The Central New York Watchfire is being set up for a 2027 comeback, but not as a one-off fix. The Onondaga County Veterans Council has created the CNY Watchfire Committee to keep the Memorial Day tradition alive with a standing volunteer force, a charitable structure and a new site still to be determined.
The timing matters because the watchfire will not be held in 2026. Organizers are trying to turn a tradition that has repeatedly been interrupted into something durable enough to survive the loss of a sponsor, the end of a venue arrangement and the heavy logistics that come with a large Memorial Day event.
The committee’s immediate test is whether it can recruit more than 50 volunteers by September. That is the first sign this is more than nostalgia: the watchfire needs people to handle fundraising, communications, operations, permitting and security before anyone can light a fire or accept a donation of retired flags.
The effort is now being organized through the Onondaga County Veterans Council, which also has a separate role in county veterans philanthropy. The county executive’s Veterans Advisory Board has selected the council to serve as the 501(c)(3) organization distributing funds from the Friends of the Onondaga County War Memorial, giving organizers a path toward the tax-deductible community support they say the watchfire will need.

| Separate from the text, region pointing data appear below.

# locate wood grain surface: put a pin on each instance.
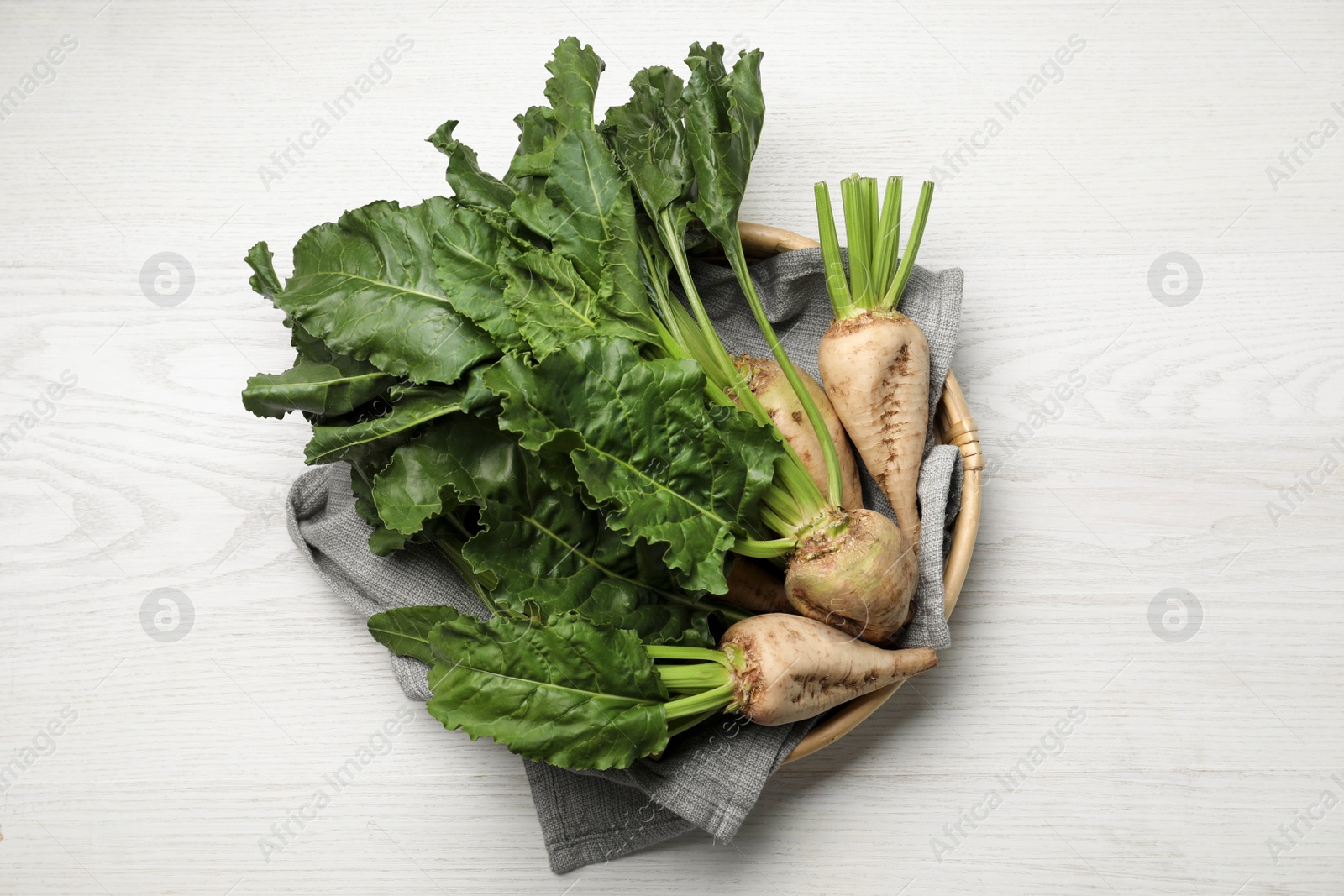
(1203, 736)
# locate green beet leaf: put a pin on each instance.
(649, 140)
(407, 631)
(539, 542)
(723, 118)
(382, 542)
(669, 469)
(468, 249)
(470, 183)
(409, 409)
(569, 694)
(367, 286)
(316, 389)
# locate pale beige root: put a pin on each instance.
(756, 586)
(875, 369)
(793, 668)
(772, 389)
(859, 582)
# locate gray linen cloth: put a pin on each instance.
(710, 777)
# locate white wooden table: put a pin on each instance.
(1205, 731)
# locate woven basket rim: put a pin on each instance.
(953, 425)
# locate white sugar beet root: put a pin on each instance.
(875, 369)
(858, 578)
(770, 387)
(790, 668)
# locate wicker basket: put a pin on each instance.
(953, 425)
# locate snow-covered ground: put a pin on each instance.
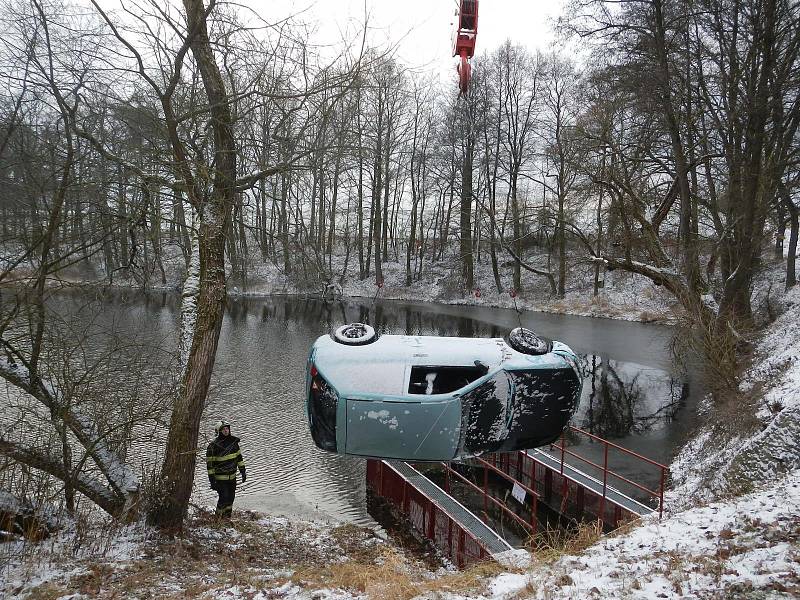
(731, 530)
(623, 296)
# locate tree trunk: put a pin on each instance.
(177, 472)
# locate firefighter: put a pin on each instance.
(223, 457)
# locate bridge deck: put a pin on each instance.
(592, 484)
(493, 543)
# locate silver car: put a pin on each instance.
(425, 398)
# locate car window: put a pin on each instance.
(442, 380)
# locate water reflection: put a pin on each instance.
(630, 392)
(624, 398)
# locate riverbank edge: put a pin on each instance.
(671, 315)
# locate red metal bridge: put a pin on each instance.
(557, 477)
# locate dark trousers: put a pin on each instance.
(227, 492)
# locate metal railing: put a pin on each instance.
(607, 472)
(529, 525)
(425, 515)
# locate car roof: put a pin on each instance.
(382, 367)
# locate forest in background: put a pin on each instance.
(201, 132)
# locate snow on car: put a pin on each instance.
(426, 398)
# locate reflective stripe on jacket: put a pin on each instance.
(223, 457)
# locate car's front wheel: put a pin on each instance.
(355, 334)
(527, 341)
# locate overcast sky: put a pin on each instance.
(422, 29)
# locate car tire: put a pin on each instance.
(527, 341)
(355, 334)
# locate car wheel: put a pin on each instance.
(354, 334)
(526, 341)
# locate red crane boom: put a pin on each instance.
(465, 41)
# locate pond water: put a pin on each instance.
(632, 394)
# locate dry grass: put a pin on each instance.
(553, 543)
(393, 577)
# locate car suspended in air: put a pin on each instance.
(425, 398)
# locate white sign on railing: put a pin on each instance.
(518, 493)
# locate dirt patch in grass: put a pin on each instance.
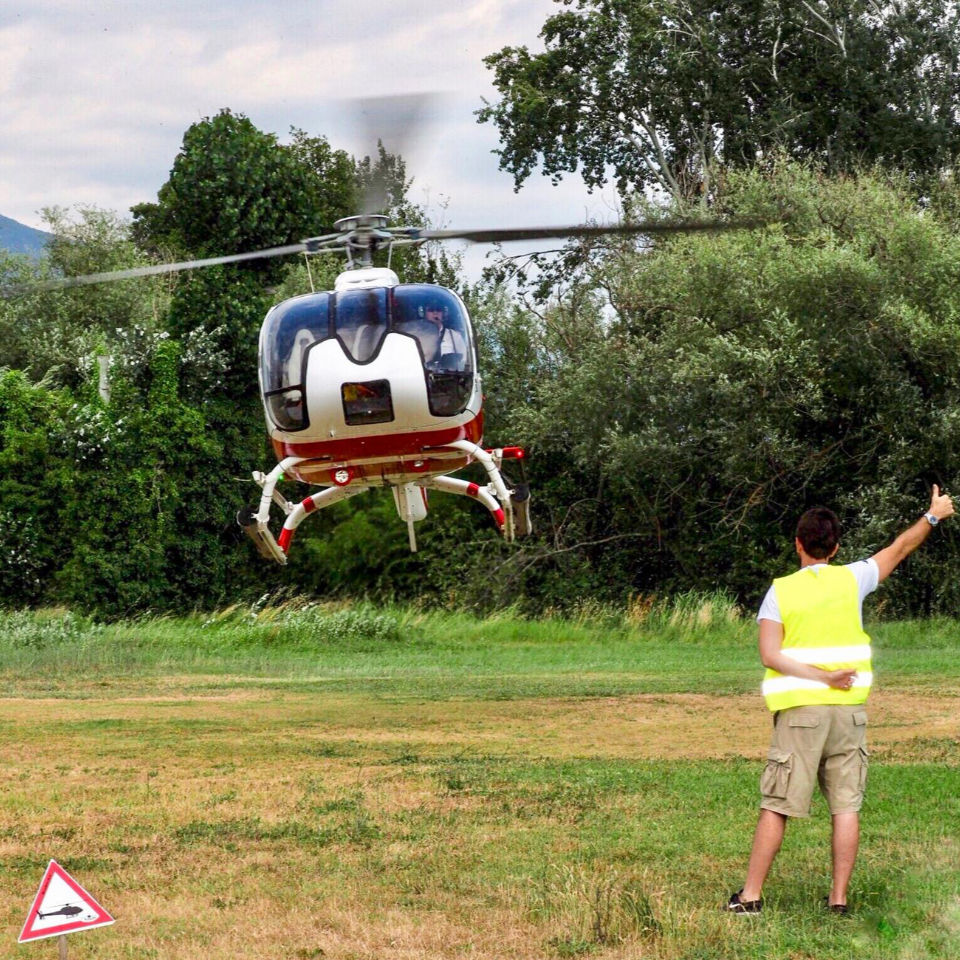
(266, 825)
(639, 726)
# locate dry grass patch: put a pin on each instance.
(252, 825)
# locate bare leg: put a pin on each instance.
(766, 845)
(846, 840)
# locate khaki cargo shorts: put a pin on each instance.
(811, 744)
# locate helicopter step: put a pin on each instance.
(509, 506)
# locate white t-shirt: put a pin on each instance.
(868, 577)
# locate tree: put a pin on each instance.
(738, 379)
(660, 93)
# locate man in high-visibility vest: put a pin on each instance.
(818, 676)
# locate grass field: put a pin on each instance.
(359, 783)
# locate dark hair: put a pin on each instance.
(818, 531)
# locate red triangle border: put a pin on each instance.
(54, 869)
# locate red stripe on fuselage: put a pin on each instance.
(388, 445)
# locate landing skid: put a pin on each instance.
(509, 504)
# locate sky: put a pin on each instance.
(95, 97)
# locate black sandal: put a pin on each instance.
(841, 908)
(736, 905)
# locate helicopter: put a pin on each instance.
(376, 383)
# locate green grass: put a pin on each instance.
(401, 652)
(361, 782)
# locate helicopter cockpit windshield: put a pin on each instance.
(436, 319)
(360, 320)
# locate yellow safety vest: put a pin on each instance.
(820, 609)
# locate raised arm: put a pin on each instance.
(888, 559)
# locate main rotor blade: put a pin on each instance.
(507, 234)
(154, 269)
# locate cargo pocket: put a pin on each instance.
(776, 775)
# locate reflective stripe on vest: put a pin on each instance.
(820, 609)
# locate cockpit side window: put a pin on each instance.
(288, 332)
(435, 317)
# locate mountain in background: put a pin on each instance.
(18, 238)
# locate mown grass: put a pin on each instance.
(354, 782)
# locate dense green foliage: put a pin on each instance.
(683, 401)
(664, 92)
(735, 380)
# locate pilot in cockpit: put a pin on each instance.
(452, 344)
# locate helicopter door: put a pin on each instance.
(437, 319)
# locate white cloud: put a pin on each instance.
(94, 99)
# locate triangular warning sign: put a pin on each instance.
(61, 906)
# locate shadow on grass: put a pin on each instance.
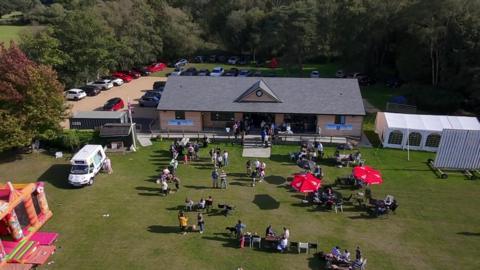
(469, 233)
(197, 187)
(57, 175)
(163, 229)
(266, 202)
(275, 180)
(227, 242)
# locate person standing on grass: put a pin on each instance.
(215, 176)
(225, 158)
(200, 222)
(183, 222)
(223, 180)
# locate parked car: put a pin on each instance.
(149, 101)
(233, 60)
(116, 81)
(156, 67)
(244, 73)
(125, 77)
(199, 59)
(114, 104)
(231, 73)
(75, 94)
(153, 93)
(159, 85)
(340, 74)
(190, 72)
(217, 72)
(181, 63)
(203, 72)
(142, 70)
(177, 71)
(91, 90)
(103, 84)
(394, 82)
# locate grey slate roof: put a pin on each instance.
(99, 114)
(298, 95)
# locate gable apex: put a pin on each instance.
(259, 92)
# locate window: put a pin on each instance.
(433, 140)
(339, 119)
(414, 139)
(395, 137)
(222, 116)
(179, 115)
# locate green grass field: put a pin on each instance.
(435, 227)
(326, 70)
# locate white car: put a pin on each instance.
(217, 72)
(75, 94)
(233, 60)
(103, 84)
(181, 63)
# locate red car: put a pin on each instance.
(125, 77)
(114, 104)
(155, 67)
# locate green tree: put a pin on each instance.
(31, 100)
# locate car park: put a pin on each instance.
(116, 81)
(103, 84)
(114, 104)
(315, 74)
(91, 90)
(244, 73)
(190, 72)
(203, 72)
(125, 77)
(233, 60)
(340, 74)
(75, 94)
(149, 101)
(181, 63)
(177, 71)
(143, 71)
(231, 72)
(156, 67)
(217, 72)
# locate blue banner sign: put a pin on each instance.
(338, 127)
(176, 122)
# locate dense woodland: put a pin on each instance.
(433, 44)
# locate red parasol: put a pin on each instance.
(367, 174)
(306, 183)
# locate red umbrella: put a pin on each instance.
(367, 174)
(306, 183)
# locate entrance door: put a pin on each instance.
(255, 119)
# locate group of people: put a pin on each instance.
(341, 260)
(165, 178)
(203, 204)
(256, 170)
(183, 222)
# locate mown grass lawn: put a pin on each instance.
(326, 70)
(435, 227)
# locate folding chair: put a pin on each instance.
(302, 246)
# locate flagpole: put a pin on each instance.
(131, 125)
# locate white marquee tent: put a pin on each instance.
(417, 131)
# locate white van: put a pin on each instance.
(86, 163)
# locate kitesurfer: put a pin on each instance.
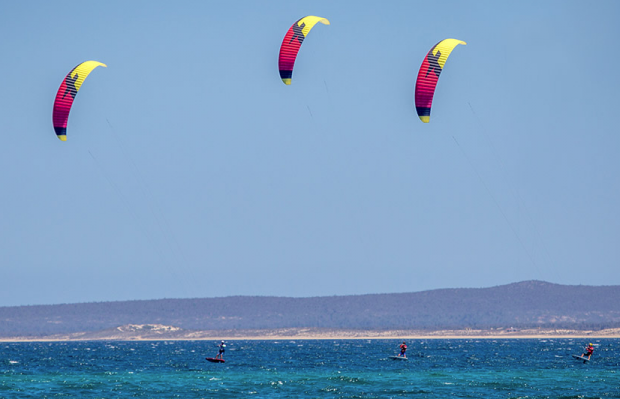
(589, 349)
(220, 354)
(403, 349)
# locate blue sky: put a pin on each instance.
(191, 170)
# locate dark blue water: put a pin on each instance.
(529, 368)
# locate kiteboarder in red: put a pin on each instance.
(588, 351)
(220, 354)
(403, 349)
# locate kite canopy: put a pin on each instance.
(292, 42)
(429, 75)
(66, 94)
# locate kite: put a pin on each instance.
(292, 42)
(429, 75)
(66, 95)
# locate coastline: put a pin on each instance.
(164, 333)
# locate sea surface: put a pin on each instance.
(503, 368)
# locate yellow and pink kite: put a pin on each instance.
(66, 94)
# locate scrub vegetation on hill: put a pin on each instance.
(520, 305)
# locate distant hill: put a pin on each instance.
(520, 305)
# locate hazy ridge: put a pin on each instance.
(529, 304)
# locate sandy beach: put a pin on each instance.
(153, 332)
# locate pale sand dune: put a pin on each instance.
(169, 333)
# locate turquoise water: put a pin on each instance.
(529, 368)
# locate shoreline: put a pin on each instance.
(156, 333)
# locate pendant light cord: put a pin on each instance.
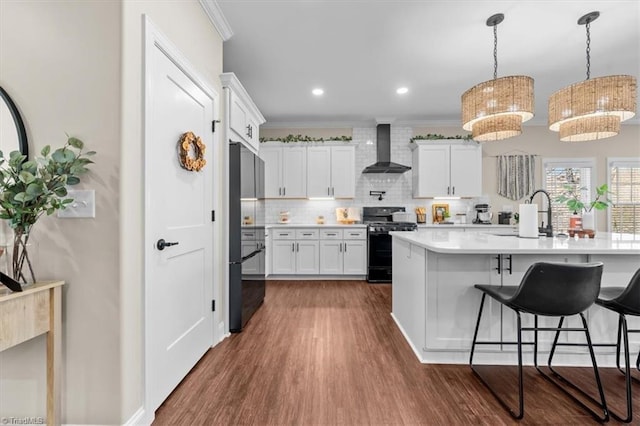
(495, 52)
(587, 25)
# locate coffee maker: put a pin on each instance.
(483, 215)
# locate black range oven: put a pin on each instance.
(379, 224)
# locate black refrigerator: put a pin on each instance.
(246, 235)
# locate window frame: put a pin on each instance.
(619, 161)
(569, 162)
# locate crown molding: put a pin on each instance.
(217, 18)
(230, 81)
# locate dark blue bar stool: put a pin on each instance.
(624, 301)
(547, 289)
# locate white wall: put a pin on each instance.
(189, 29)
(60, 60)
(75, 66)
(397, 186)
(534, 140)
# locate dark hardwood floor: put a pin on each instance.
(328, 352)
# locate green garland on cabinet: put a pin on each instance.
(300, 138)
(434, 136)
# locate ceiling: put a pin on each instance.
(361, 51)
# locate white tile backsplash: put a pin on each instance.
(396, 186)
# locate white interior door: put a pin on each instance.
(179, 278)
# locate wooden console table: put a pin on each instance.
(35, 311)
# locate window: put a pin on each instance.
(561, 172)
(624, 184)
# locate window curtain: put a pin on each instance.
(516, 175)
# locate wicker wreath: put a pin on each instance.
(192, 152)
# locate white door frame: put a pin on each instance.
(153, 39)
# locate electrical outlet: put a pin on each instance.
(84, 204)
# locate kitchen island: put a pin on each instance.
(435, 304)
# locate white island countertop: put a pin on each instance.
(454, 241)
(315, 225)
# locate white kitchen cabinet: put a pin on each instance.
(242, 116)
(343, 252)
(355, 257)
(331, 171)
(285, 171)
(446, 169)
(295, 251)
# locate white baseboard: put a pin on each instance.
(139, 419)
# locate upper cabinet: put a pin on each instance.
(285, 171)
(243, 116)
(331, 171)
(446, 169)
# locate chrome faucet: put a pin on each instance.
(547, 230)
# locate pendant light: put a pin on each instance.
(495, 109)
(594, 108)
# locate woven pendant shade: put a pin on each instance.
(593, 109)
(495, 109)
(497, 128)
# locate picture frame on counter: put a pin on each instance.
(440, 212)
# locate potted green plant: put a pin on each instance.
(571, 197)
(31, 188)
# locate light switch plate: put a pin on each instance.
(84, 204)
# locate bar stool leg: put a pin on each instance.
(623, 330)
(517, 415)
(602, 403)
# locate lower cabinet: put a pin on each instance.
(319, 251)
(295, 251)
(343, 252)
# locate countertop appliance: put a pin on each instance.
(380, 222)
(483, 215)
(246, 235)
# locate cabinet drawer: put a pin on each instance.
(355, 234)
(307, 234)
(249, 235)
(331, 234)
(284, 234)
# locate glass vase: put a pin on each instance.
(19, 258)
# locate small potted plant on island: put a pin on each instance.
(30, 188)
(571, 197)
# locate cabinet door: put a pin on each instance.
(294, 172)
(355, 257)
(343, 174)
(466, 170)
(272, 158)
(331, 257)
(432, 174)
(283, 257)
(319, 171)
(307, 257)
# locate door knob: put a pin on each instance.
(161, 244)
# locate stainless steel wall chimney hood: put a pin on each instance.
(383, 162)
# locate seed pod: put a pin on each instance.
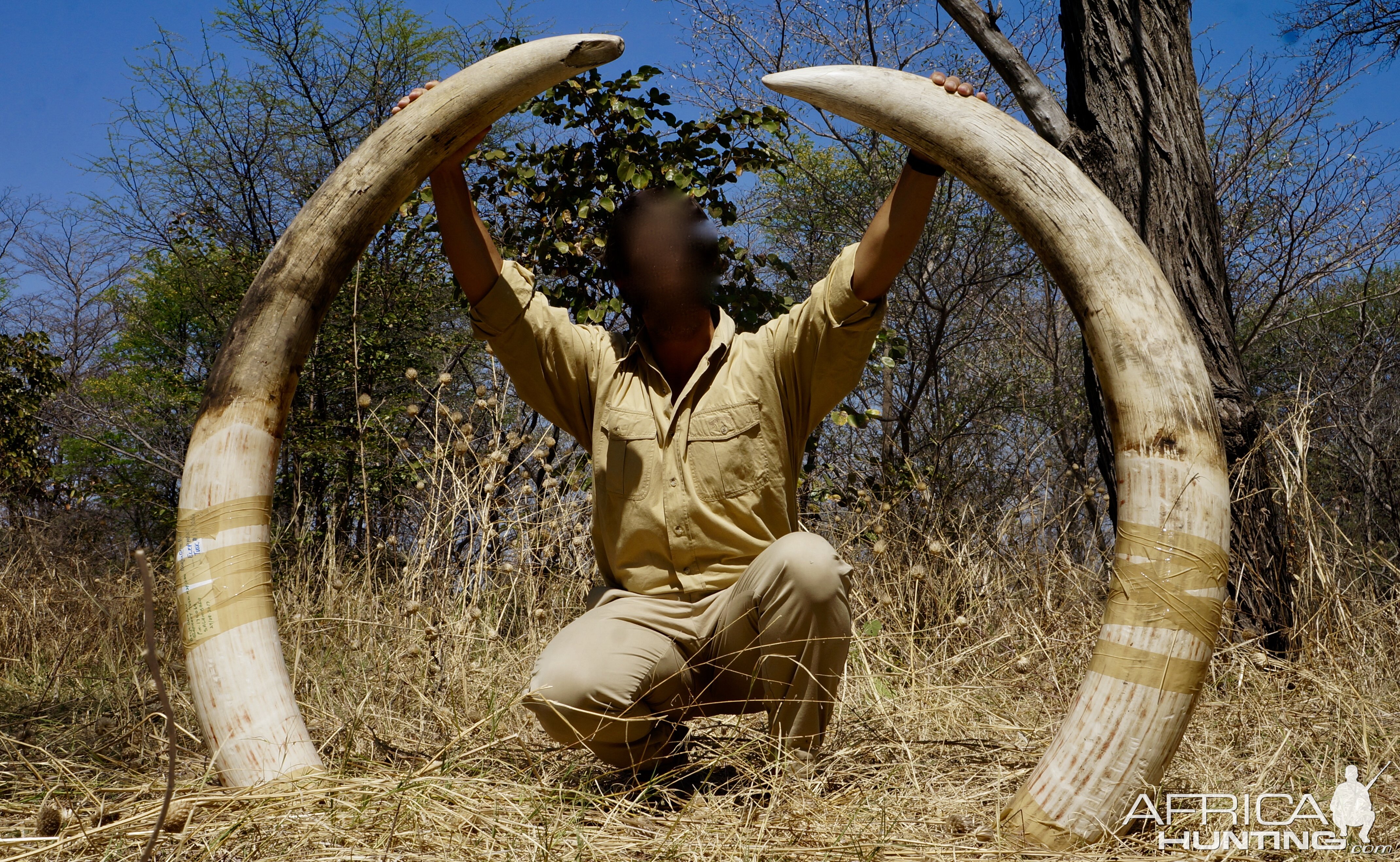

For veterans groups and longtime Memorial Day observers, that structure may matter as much as the flame itself. The event is rooted in military custom, when a watchfire would be lit after battle or a long march so separated service members could find their comrades. In modern Central New York, it has also become a solemn way to dispose of retired American flags.

Memorial Day, observed on the last Monday in May, is the nation’s foremost annual day to mourn and honor service members who died in military service. The National Cemetery Administration says the holiday was formalized by Grand Army of the Republic Commander-in-Chief John A. Logan in 1868, and the U.S. Department of Veterans Affairs notes that observances often include volunteers placing American flags on graves.
The watchfire has already shown how deeply it resonates here. It was canceled from 2020 through 2022, then returned in 2023, when organizers collected more than 1,000 donated retired flags and said thousands were burned. Thousands also attended the event at the New York State Fairgrounds in 2024. But a 2025 cancellation followed after efforts to find a new sponsor fell short.
That history is why the 2027 plan is being treated as a test, not a promise. If the committee secures volunteers, donations, a venue and the legal structure to sustain the work, Central New York may restore one of its most distinctive Memorial Day rituals.